🤖 AI Summary
Addressing the realistic scenario where target model training data is inaccessible and query access is severely restricted (e.g., due to detection mechanisms), this paper proposes UnivIntruder—the first framework enabling universal, targeted, and transferable zero-query adversarial attacks using only publicly available CLIP-based multimodal models and textual concepts. Methodologically, it leverages CLIP’s cross-modal alignment to model semantic relationships, integrates text-guided gradient optimization with universal perturbation synthesis, and incorporates adversarial transfer enhancement. Evaluated on ImageNet and CIFAR-10, UnivIntruder achieves attack success rates exceeding 85% and 99%, respectively. It further transfers successfully to real-world black-box systems—including Google and Baidu image search (ASR ≤ 84%) and large vision-language models such as GPT-4 and Claude-3.5 (ASR ≤ 80%). Its core contribution is the first adversarial attack paradigm that is simultaneously universal, targeted, and transferable—requiring no access to the target model, no training data, and zero queries.
📝 Abstract
Deep Neural Networks (DNNs) have achieved widespread success yet remain prone to adversarial attacks. Typically, such attacks either involve frequent queries to the target model or rely on surrogate models closely mirroring the target model -- often trained with subsets of the target model's training data -- to achieve high attack success rates through transferability. However, in realistic scenarios where training data is inaccessible and excessive queries can raise alarms, crafting adversarial examples becomes more challenging. In this paper, we present UnivIntruder, a novel attack framework that relies solely on a single, publicly available CLIP model and publicly available datasets.
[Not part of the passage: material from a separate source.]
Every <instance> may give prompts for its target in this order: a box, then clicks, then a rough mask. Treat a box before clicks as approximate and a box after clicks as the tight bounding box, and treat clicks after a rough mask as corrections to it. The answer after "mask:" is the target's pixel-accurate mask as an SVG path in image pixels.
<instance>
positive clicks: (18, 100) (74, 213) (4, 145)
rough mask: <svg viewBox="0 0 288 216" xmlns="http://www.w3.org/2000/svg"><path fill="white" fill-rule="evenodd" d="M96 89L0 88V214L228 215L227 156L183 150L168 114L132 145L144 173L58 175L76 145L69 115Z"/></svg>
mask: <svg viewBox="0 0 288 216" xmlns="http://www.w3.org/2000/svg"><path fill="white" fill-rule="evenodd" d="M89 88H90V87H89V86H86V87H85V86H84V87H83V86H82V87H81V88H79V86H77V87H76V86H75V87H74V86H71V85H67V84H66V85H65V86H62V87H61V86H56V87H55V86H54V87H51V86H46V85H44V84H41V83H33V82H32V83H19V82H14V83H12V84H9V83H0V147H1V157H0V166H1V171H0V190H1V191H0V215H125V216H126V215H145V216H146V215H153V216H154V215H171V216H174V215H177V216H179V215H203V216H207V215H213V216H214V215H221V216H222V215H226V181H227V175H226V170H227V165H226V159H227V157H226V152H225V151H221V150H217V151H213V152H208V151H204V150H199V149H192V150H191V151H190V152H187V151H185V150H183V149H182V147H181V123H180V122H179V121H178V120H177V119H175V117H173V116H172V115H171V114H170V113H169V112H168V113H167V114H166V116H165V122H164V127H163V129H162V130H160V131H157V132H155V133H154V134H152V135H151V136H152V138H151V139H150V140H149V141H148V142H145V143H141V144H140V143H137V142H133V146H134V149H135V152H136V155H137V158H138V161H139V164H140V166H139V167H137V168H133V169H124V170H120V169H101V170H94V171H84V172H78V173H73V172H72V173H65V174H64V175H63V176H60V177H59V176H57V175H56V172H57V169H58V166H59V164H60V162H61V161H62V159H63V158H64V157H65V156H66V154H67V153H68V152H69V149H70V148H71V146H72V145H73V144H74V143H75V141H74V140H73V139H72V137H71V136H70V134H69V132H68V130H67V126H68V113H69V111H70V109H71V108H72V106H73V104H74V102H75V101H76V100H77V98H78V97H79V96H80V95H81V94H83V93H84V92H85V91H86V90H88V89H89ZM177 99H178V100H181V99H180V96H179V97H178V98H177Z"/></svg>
By using textual concepts, UnivIntruder generates universal, transferable, and targeted adversarial perturbations that mislead DNNs into misclassifying inputs into adversary-specified classes defined by textual concepts. Our extensive experiments show that our approach achieves an Attack Success Rate (ASR) of up to 85% on ImageNet and over 99% on CIFAR-10, significantly outperforming existing transfer-based methods. Additionally, we reveal real-world vulnerabilities, showing that even without querying target models, UnivIntruder compromises image search engines like Google and Baidu with ASR rates up to 84%, and vision language models like GPT-4 and Claude-3.5 with ASR rates up to 80%. These findings underscore the practicality of our attack in scenarios where traditional avenues are blocked, highlighting the need to reevaluate security paradigms in AI applications.